If you’ve read The toddler guide to tantrums and How to achieve the perfect Mummy tantrum then, no doubt, you’ve been eagerly anticipating instructions on how to achieve the perfect Daddy tantrum.
This is too funny not to add to this post, even 'though it has nothing to do with tantrums.
How to achieve the perfect Daddy tantrum
A tantrum should generally follow these lines:
1. Anger at something -
- Your team lost their game
- You’ve run out of beer
- Your wife is too busy doing housework instead of keeping the kids from annoying you
- Your kids interrupted when you were watching motorbike racing just as the cameraman was going for the under shot of an Umbrella Girl.
2. Screaming - Screaming? That’s for girls. Your manly roar would have grizzly bears clutching their testicles in fear of what’s about to be unleashed upon them.

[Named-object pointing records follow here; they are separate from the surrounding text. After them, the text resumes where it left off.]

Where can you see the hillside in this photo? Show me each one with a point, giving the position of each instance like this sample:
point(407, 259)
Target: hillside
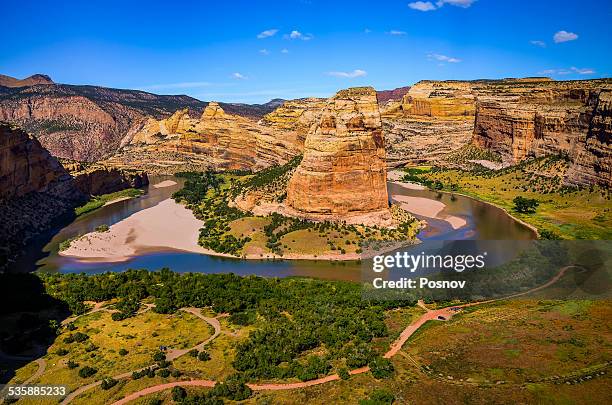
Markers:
point(87, 123)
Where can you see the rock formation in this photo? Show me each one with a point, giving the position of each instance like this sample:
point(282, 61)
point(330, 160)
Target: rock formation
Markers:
point(343, 171)
point(87, 123)
point(216, 140)
point(36, 190)
point(439, 99)
point(431, 120)
point(537, 118)
point(8, 81)
point(297, 116)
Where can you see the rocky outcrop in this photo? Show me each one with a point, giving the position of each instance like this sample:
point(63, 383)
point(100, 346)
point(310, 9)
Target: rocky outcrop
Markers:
point(87, 123)
point(296, 116)
point(216, 140)
point(384, 96)
point(37, 191)
point(439, 99)
point(8, 81)
point(343, 171)
point(531, 119)
point(34, 190)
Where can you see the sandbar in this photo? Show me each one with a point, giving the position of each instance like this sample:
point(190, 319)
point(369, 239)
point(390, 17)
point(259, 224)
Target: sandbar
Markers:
point(428, 208)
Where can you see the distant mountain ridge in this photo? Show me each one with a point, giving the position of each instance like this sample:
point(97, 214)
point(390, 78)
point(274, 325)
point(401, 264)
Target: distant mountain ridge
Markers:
point(8, 81)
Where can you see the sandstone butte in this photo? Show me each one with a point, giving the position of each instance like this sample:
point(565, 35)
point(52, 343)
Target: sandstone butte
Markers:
point(214, 140)
point(343, 171)
point(36, 189)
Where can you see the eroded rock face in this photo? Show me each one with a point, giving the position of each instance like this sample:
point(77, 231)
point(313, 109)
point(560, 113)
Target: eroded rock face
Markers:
point(439, 99)
point(297, 116)
point(216, 140)
point(343, 170)
point(550, 118)
point(84, 123)
point(34, 190)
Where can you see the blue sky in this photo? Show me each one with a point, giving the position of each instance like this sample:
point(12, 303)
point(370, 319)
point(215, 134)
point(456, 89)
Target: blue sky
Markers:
point(252, 51)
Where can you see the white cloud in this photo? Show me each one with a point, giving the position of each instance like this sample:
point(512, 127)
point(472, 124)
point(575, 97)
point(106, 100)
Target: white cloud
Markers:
point(422, 6)
point(267, 33)
point(349, 75)
point(295, 34)
point(442, 58)
point(429, 6)
point(181, 85)
point(564, 36)
point(572, 70)
point(541, 44)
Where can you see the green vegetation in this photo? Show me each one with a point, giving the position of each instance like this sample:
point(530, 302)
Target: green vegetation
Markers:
point(98, 201)
point(308, 348)
point(228, 229)
point(563, 212)
point(525, 205)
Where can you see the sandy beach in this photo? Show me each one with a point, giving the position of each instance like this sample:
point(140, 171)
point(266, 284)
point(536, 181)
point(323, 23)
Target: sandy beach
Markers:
point(428, 208)
point(166, 226)
point(165, 183)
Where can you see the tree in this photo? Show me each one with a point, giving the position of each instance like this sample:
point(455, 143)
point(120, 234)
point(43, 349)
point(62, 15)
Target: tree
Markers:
point(87, 372)
point(525, 205)
point(108, 383)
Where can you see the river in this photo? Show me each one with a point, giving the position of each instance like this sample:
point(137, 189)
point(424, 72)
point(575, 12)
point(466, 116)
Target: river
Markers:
point(483, 221)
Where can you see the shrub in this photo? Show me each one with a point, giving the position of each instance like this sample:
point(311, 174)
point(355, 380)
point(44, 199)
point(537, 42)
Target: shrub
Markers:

3. Violence - Stomp out to the garage. Pick up the first tool you find and throw it across the room. Watch as it bounces off the wall into the big pile of junk that you need to take to the tip.
4. Sadness - Realise that was the only imperial sized spanner that you own, and that you needed it to fix your child’s bike that you promised you would do today.
5. Hope – see a bit of metal poking out of the pile of rubbish
6. Despair – it’s the spanner, but it’s broken.
7. Inspiration – Woohoo, time to go tool shopping. Let your wife know that you’re popping out to the tool store and you’re taking the kids with you.
8. Anticipation – You’re so getting some tonight!